ICPJ Director Chuck Warpehoski, who is also a member of the Ann Arbor City Council, said he aimed for participating students to gain deeper knowledge of and empathy for those living in poverty.
“Our main focus of the simulation is the empathy aspect to help people have not just an academic understanding of the barriers of poverty,” Warpehoski said.
The three-hour-long workshop replicated a month of poverty by dividing an hour into four weeks, each week covering 15 minutes. The concept, Warpehoski said, was developed by a group of welfare rights organizers in Missouri.
“There are all these victim blaming narratives out there,” Warpehoski said. “The lived experience was that it’s not that easy, and so they developed this simulation to give people just that tiny window into all the barriers that all the people in poverty face.”

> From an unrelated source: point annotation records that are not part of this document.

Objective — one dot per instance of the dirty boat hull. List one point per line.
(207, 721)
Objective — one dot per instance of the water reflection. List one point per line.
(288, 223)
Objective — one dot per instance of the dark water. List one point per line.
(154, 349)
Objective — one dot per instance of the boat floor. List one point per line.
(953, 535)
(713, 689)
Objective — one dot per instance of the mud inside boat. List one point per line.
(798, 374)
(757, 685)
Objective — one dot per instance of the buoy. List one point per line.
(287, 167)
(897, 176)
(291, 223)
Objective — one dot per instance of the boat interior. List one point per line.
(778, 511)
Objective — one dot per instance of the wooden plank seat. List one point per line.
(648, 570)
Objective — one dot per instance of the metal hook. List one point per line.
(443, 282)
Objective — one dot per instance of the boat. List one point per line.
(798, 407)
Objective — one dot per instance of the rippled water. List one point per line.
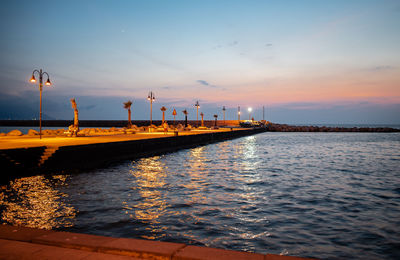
(323, 195)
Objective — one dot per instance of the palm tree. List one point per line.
(127, 105)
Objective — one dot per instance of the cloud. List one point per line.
(230, 44)
(233, 43)
(382, 68)
(203, 82)
(88, 107)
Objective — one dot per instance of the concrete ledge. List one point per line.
(31, 243)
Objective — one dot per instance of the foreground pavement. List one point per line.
(32, 243)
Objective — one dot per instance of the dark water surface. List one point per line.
(323, 195)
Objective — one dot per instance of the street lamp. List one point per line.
(186, 113)
(48, 83)
(151, 98)
(223, 109)
(174, 114)
(197, 105)
(163, 109)
(249, 109)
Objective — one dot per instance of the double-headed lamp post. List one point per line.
(48, 83)
(249, 109)
(151, 98)
(197, 105)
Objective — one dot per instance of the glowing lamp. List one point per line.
(48, 83)
(33, 80)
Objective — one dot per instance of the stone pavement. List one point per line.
(31, 243)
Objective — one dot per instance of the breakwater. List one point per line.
(54, 158)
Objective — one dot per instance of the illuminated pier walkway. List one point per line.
(31, 243)
(25, 155)
(13, 142)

The students were given scripts and asked to assume the roles of low-income people of a variety of backgrounds and family structures. Volunteers from the community played staff members of a fictional town, taking up the roles of store owners, welfare office workers, grocers, food pantry employees, police, employment interviewers and others.
Public Policy senior Blair Sucher said she felt very trapped in her character’s situation. Sucher said, in the simulation, her character’s income changed from a $60,000 per year to less than $1,000 per month.
“I didn’t know what I was doing from the get go,” she said. “I didn’t know where to go get resources. There were so many externalities that weren’t even covered, and I was already so overwhelmed by what was happening while sitting here. ”
Students were instructed not to break character. Murmurs of frustration could be heard in the room. One student cried out, “This is so hard.”
Assistant Sociology Prof. Alexandra Murphy noted a change in the overall atmosphere of the room as students felt the burdens of their mock situations intensify.
“It seemed like no one could trust each other and that everyone was looking out for themselves, and their families,” she said. “That stress made it difficult for students to navigate relationships with one another. They were trying to make the most of what they had without getting ripped off by their neighbors and the offices.”
At the end of the event, Warpehoski talked to the students about the need for affordable housing in Ann Arbor. He said the ICPJ supports an affordable housing development on Platt Road and he urged students to lobby elected officials in support of the housing program.
“The price of housing in Ann Arbor is very high,” he said. “There have been some voices that have come out that oppose affordable housing. Don’t let these be the only voices.”